A switch by any other name
But that’s my closet. There’s nothing particularly interesting in there, and it’s rarely visited. What if we upped the importance of the switch, and its frequency of use?
Imagine the irate response if the switch were outside the door of a popular restaurant’s restroom. Or outside a hospital’s emergency surgery. In these scenarios, where the switch facilitates behaviors more critical and frequent than finding a pair of shoes, a seemingly small design flaw generates significant consequences. Not to mention ill-will.
A frivolous train of thought, of course, but one that points to a few important concepts:
- It’s startling to observe how much patience and forgiveness most users have for things that should (by my measure) be irritating as hell.
- Even patient and forgiving users benefit from having irritants removed.
- The level of forgiveness you can expect depends partly on the importance of the flaw’s setting, and how often it’s encountered.
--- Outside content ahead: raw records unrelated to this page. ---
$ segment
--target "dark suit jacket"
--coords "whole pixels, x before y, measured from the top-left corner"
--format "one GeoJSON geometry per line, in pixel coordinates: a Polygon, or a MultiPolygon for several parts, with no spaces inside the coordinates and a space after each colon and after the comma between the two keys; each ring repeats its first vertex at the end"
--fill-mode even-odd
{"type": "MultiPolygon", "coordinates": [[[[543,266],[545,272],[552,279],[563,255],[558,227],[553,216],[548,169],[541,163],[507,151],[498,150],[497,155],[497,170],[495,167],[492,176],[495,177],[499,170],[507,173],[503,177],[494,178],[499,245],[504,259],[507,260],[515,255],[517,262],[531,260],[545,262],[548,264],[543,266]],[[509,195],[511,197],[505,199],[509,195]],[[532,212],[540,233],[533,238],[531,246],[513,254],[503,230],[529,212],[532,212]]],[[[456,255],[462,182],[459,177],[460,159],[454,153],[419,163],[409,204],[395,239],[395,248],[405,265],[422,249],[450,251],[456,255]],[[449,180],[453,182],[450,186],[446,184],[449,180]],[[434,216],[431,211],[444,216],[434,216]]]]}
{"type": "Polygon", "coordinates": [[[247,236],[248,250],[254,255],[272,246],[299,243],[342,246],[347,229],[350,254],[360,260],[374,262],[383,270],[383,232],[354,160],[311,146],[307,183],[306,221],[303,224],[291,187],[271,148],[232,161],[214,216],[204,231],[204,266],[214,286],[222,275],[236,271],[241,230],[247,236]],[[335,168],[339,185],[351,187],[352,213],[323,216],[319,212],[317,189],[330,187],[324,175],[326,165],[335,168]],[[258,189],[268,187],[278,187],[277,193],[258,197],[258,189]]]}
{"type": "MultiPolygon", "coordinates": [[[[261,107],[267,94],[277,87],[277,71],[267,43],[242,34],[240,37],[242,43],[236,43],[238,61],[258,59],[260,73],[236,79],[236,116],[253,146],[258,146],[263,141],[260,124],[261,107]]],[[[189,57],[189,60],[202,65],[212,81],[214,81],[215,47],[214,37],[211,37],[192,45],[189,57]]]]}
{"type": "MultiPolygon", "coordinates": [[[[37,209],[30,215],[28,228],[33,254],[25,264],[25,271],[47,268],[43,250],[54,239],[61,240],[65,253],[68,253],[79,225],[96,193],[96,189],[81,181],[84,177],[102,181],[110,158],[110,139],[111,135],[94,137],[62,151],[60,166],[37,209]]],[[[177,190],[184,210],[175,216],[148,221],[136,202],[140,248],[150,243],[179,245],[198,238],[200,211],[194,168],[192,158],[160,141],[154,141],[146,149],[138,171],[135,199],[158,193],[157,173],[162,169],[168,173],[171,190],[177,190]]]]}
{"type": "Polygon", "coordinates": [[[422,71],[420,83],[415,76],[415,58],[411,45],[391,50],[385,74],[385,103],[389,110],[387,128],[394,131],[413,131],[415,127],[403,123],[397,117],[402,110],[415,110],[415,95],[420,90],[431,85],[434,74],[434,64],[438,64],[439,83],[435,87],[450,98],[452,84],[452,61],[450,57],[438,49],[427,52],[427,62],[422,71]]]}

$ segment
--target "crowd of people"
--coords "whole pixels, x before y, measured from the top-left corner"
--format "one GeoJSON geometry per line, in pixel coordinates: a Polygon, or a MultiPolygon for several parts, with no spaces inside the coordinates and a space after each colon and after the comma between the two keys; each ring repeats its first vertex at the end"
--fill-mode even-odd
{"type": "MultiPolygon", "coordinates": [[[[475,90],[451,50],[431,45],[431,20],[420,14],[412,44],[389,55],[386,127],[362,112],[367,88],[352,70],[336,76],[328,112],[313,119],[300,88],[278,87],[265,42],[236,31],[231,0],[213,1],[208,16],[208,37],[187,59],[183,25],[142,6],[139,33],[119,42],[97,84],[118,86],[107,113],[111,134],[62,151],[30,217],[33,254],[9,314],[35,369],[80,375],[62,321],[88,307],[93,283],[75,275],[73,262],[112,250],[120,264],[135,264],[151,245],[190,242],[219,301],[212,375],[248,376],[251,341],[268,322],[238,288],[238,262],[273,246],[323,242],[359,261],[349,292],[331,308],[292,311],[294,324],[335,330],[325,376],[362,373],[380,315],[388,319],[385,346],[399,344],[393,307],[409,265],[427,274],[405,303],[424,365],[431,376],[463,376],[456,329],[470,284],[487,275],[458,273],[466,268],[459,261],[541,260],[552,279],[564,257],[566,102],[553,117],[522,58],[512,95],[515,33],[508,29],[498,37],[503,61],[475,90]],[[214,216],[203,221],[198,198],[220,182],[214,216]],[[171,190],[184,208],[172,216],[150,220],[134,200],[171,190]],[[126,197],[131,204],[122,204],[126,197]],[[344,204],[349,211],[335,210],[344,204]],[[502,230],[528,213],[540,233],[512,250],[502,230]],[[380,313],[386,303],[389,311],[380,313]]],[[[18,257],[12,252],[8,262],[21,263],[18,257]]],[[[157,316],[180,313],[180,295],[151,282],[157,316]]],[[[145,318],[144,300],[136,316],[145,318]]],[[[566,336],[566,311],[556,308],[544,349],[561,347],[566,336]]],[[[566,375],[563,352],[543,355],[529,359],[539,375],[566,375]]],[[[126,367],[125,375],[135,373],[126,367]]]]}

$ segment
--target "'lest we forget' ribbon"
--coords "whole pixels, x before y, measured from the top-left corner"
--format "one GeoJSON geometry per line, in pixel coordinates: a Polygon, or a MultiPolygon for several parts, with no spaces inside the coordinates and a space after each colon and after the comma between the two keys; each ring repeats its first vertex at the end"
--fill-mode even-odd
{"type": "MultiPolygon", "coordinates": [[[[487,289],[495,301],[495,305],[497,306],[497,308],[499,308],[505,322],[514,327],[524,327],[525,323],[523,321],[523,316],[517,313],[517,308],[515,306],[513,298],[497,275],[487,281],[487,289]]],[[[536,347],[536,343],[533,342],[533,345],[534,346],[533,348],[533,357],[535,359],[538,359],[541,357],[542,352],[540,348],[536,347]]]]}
Have a usability example where a change of placement or venue impacted the user experience? Let me know!
—-









July 7th, 2007 at 3:28 pm
Sandra,
What struck me about the example of the light switch is that it probably would have been just as easy to place it correctly if the architect (designer) and/or builder (developer) hadn’t been literally asleep at the switch. Being appropriately alert cannot have a poor return on investment, and it can have a good one. What’s more, when either the flaw or the appropriate alertness is compounded, the ROI effect will be far greater. Stay with your instinct to aim to get each usability aspect right, which will lead to results that are very good even when a few things, like the misplaced light switch, go wrong. Without obsessing beyond the point of diminishing returns, you will have have helped create a website that makes a respectful effort to be helpful to the user, satisfying your idealism while serving its purpose.